Cooperare in un contesto incerto e instabile
A livello scientifico, le recenti esplorazioni su Marte danno risultati inconcludenti sulla probabilità che la vita fosse già presente: “Bisogna distinguere tra la possibilità di vita esistente e quella di vita antica, sono due questioni abbastanza diverse”, spiega il dottor Léveillé. “Sappiamo che Marte oggi è molto inadatto alla vita; Considerando le condizioni attuali, non c’è davvero acqua liquida in superficie, fa molto freddo e secco, ma sappiamo che in passato c’erano dei laghi. “Era un pianeta diverso che avrebbe potuto ospitare la vita, ma trovare tracce di acqua non significa necessariamente che avrebbe potuto esserci vita.” Per quanto riguarda le missioni destinate a esplorare corpi celesti probabilmente in grado di ospitare la vita esistente, restano di fronte ai limiti tecnologici: “Per quanto riguarda la vita attuale, forse ci sono altri luoghi come l’Europa o Encelado, lune con oceani sotto il ghiaccio, che potrebbero forse essere più favorevole alla vita”, afferma il dottor Léveillé. «Solo che di questi luoghi sappiamo ancora meno perché sono più lontani. »

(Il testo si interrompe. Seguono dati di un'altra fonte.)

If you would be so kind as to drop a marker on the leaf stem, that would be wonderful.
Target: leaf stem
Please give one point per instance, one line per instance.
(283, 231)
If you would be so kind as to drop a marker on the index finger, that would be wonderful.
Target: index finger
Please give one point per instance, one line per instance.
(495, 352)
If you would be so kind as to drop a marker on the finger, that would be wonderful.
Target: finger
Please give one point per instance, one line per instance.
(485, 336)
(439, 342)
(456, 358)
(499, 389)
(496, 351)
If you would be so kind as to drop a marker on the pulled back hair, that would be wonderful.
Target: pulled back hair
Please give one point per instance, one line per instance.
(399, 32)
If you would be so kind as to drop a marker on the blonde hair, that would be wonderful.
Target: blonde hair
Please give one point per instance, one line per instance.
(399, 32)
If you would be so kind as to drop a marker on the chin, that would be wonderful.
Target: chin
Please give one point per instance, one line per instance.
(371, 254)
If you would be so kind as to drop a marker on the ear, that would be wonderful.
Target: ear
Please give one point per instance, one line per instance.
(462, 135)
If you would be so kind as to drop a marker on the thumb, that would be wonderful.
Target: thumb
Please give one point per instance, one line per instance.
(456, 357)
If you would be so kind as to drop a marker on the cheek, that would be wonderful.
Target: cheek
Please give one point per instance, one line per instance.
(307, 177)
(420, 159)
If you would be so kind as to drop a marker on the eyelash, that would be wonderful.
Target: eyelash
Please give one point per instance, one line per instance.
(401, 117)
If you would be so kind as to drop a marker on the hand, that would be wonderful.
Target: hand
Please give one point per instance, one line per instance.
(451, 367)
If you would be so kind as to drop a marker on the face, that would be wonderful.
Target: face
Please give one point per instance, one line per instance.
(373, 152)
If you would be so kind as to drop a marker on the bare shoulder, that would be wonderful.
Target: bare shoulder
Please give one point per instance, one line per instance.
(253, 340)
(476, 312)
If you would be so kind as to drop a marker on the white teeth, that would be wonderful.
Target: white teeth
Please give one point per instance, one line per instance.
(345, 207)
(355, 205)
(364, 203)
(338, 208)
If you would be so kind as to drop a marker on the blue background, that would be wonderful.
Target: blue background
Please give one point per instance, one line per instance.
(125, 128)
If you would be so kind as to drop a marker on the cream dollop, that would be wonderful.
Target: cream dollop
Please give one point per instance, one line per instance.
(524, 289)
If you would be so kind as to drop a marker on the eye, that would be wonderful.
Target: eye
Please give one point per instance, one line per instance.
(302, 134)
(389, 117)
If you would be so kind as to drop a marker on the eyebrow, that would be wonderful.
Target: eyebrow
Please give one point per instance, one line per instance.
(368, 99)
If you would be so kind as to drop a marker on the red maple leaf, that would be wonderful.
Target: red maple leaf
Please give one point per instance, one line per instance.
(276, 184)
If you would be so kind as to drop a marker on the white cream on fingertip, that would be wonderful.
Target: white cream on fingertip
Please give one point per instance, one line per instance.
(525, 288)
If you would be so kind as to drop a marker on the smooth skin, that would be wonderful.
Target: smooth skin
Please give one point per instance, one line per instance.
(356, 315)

Inoltre, l’attuale situazione geopolitica crea dubbi riguardo alla futura possibilità di realizzare una collaborazione internazionale: “Viviamo in un periodo molto conflittuale con molta polarizzazione”, lamenta la Dott.ssa Léveillé. “Ci sono guerre nel 2024, stiamo ancora lottando per i territori, quindi come possiamo essere pronti a riunire l’umanità in questa avventura unificante? Rimango fiducioso, ma potremmo non essere pronti. »
Tuttavia, l’esistenza della stazione spaziale internazionale ricorda, secondo il prof. Dasgupta, che la cooperazione scientifica e le tensioni diplomatiche non sono incompatibili: “Ci sono ovviamente differenze ideologiche tra i paesi, ma anche in questo caso la ISS esiste. Esiste mentre parliamo, mentre c’è la guerra in Ucraina, eppure Russia e Stati Uniti stanno collaborando insieme alla stazione. »
Sebbene la ISS rappresenti una speranza per la cooperazione spaziale, la NASA ne prevede la chiusura definitiva entro il 2031, in particolare a causa della sua obsolescenza e degli alti costi legati alla sua manutenzione. Resta quindi da verificare se un regime di governance internazionale possa davvero essere definito e accettato da tutti, poiché la collaborazione sembra inevitabile, se l’Umanità vuole realizzare ancora una volta un progetto di tale portata.